1
votes

The cppreference.com gives the following example for use of std::memory_order_relaxed. (https://en.cppreference.com/w/cpp/atomic/memory_order)

#include <vector>
#include <iostream>
#include <thread>
#include <atomic>
 
std::atomic<int> cnt = {0};
 
void f()
{
    for (int n = 0; n < 1000; ++n) {
        cnt.fetch_add(1, std::memory_order_relaxed);
    }
}
 
int main()
{
    std::vector<std::thread> v;
    for (int n = 0; n < 10; ++n) {
        v.emplace_back(f);
    }
    for (auto& t : v) {
        t.join();
    }
    std::cout << "Final counter value is " << cnt << '\n';
}

Output: Final counter value is 10000

Is this a correct/sound example (Can a standard complaint compiler introduce optimizations that will yield different answers?). Since std::memory_order_relaxed only guarantee the operation be atomic, one thread may not see an update from another thread.
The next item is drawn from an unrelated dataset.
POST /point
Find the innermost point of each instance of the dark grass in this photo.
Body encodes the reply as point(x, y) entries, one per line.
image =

Am I missing something?

2
memory barriers are used to see non atomic data - for example, if the atomic variable is a pointer or an index of an array - than the store and load must have read/write barriers to synchronize non atomic data. atomics are always atomic and visible.David Haim
So yeah, you missed what memory barriers are - means to synchronize non atomic data by "piggybacking" atomics, which are always thread-safe.David Haim

2 Answers

0
votes

Yes, this is a correct example - so no, a compiler cannot introduce optimizations that would yield a different result. You are right that in general a thread is not guaranteed to see an update from another thread (or more specific, there is no guarantee when such an update becomes visible). However, in this case cnt is updated using an atomic read-modify-write operation, and the standard states in [atomics.order]:

Atomic read-modify-write operations shall always read the last value (in the modification order) written before the write associated with the read-modify-write operation.
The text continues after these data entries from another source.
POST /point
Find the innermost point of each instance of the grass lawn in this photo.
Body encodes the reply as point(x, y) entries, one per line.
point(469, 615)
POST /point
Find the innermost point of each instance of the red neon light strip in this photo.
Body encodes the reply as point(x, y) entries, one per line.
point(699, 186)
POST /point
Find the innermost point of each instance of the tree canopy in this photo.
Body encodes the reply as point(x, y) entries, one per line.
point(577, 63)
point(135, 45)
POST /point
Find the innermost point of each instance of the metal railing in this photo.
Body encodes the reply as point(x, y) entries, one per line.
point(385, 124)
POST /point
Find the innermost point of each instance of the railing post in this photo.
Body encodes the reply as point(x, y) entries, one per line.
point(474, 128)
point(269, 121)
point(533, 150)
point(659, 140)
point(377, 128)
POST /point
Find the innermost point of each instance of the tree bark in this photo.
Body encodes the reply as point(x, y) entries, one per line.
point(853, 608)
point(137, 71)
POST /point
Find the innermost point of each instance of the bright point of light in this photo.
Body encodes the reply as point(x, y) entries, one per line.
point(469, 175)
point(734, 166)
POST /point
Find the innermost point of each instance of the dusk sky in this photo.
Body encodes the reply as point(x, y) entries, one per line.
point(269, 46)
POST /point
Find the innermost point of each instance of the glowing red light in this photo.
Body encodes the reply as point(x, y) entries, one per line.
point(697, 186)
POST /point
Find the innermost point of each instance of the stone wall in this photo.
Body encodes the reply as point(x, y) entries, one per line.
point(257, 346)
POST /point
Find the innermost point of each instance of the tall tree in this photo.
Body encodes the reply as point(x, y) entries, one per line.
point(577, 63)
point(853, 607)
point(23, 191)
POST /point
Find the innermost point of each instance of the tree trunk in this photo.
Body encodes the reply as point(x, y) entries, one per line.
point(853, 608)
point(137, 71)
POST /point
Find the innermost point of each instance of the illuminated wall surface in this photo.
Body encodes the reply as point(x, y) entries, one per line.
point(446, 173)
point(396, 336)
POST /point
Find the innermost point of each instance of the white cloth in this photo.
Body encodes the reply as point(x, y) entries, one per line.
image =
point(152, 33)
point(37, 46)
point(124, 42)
And this absolutely makes sense if you think about it, because otherwise it would not be possible to make a read-modify-write operation atomic. Suppose fetch_add would not see the latest update, but some older value. That would mean that the operation would increment that old value and store it. But that would imply that 1) the values returned by fetch_add are not strictly increasing (some threads would see the same value) and 2) that some updates are missed.

0
votes

The hint as to why this works can be found in the first sentence of the description on the page you linked (emphasis mine):

std::memory_order specifies how memory accesses, including regular, non-atomic memory accesses, are to be ordered around an atomic operation.

Notice how this talks not about the memory access on the atomic itself, but rather on the memory accesses surrounding the atomic. Concurrent accesses to a single atomic always have strict ordering requirements, otherwise it would be impossible to reason about their behavior in the first place.

In case of the counter, you get the guarantee that fetch_add will behave pretty much as expected: The counter gets increased one at a time, no values are skipped and no values will be counted twice. You can easily verify this by inspecting the return values of the individual fetch_add calls. You get those guarantees always, regardless of the memory ordering.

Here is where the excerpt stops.